She nodded hesitatingly. Then, encouraged by his cynical, good-humored laugh, "Though feminine doesn't quite express it. There isn't enough of the primitive man left in you for a woman of my temperament. You have been superrefined, Boris. You are too understanding, too sympathetic for a feminine woman like me. There are two persons to you—one that feels, one that reasons—criticises—analyzes—laughs. I couldn't for a moment forget the one that laughs—at yourself, at any who respond to the you that feels. I suppose you don't understand. I'm sure I don't."
"'You are my life, the light on my path.'"
"Vaguely," said he, somewhat absently. "Who'd suspect it?"
"Suspect what?"
"That there was this—this coarse streak in you—this craving for the ultramasculine, the rude, rough, aggressive male, inconsiderate, brutal, masterful?"
"A coarse streak," she repeated, half in assent, half in mere reflection.
He surveyed impersonally her delicately feminine charms, suggesting fragility even. "And yet," he mused aloud, "I should have seen it. What else could be the meaning of those sharp, even teeth—of the long slits through which your green-gray-brown-blue eyes look. And your long, slim, sensitive lines——"
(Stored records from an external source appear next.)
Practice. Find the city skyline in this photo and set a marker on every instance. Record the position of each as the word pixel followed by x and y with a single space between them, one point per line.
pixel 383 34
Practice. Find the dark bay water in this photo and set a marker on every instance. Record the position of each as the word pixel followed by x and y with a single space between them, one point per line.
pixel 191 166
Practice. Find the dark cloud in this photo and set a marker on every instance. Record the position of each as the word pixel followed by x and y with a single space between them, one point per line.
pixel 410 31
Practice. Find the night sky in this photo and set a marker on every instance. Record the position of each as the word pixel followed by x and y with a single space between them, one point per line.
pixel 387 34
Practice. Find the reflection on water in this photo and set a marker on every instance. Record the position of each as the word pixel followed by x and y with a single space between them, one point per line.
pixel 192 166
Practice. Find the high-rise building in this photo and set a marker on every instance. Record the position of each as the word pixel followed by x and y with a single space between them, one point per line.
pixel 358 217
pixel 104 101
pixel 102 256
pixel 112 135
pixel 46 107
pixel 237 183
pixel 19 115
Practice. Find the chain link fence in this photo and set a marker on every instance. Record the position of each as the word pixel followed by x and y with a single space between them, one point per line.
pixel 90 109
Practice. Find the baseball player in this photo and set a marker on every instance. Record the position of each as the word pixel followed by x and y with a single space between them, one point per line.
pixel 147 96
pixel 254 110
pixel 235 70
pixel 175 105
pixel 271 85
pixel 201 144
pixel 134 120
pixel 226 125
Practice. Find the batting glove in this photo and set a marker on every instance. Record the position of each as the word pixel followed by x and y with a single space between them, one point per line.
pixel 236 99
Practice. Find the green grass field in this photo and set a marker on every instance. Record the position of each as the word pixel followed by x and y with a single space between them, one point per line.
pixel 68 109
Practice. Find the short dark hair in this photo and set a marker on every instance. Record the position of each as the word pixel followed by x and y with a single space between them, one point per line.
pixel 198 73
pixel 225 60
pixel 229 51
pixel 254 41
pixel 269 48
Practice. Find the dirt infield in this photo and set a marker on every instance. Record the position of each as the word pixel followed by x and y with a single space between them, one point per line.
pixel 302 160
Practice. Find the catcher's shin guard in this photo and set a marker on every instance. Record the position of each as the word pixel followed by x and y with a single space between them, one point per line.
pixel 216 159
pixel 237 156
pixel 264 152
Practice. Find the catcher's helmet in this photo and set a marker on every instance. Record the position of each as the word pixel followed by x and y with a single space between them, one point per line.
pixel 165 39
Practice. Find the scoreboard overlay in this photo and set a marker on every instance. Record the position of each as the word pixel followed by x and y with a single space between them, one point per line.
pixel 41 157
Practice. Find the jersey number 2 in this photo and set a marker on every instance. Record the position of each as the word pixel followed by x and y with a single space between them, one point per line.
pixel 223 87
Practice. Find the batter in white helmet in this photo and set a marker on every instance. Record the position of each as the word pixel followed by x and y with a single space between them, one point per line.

The impersonal faded into the personal, the Boris that analyzed into the Boris that felt. The appeal of her beauty to his senses swept over and submerged his pose of philosopher. His eyes shone and swam, like lights seen afar through a mist; the fingers that held the cigarette trembled. But, as he realized long afterwards, he showed then and there how right she was as to his masculinity. For, his was the passive intensity of the feminine, not the aggressive intensity of the male; instead of forgetting her in the fury of his own baffled desire and seizing her, to crush her until he had wrung some sensation, no matter what, from those unmoved nerves of hers, he restrained himself, hid his emotion as swiftly as he could, turned it off with a jest—"And I've let my coffee grow cold!" He was once more Boris of the boyish vanity that feared, more than ridicule, the triumph of a woman over him. He would rather have risked losing her than have given her the opportunity to see and perhaps enjoy her power.
Presently Narcisse came into view. The lamp was relighted; the three talked together; he was not alone with Neva again, made no attempt to be.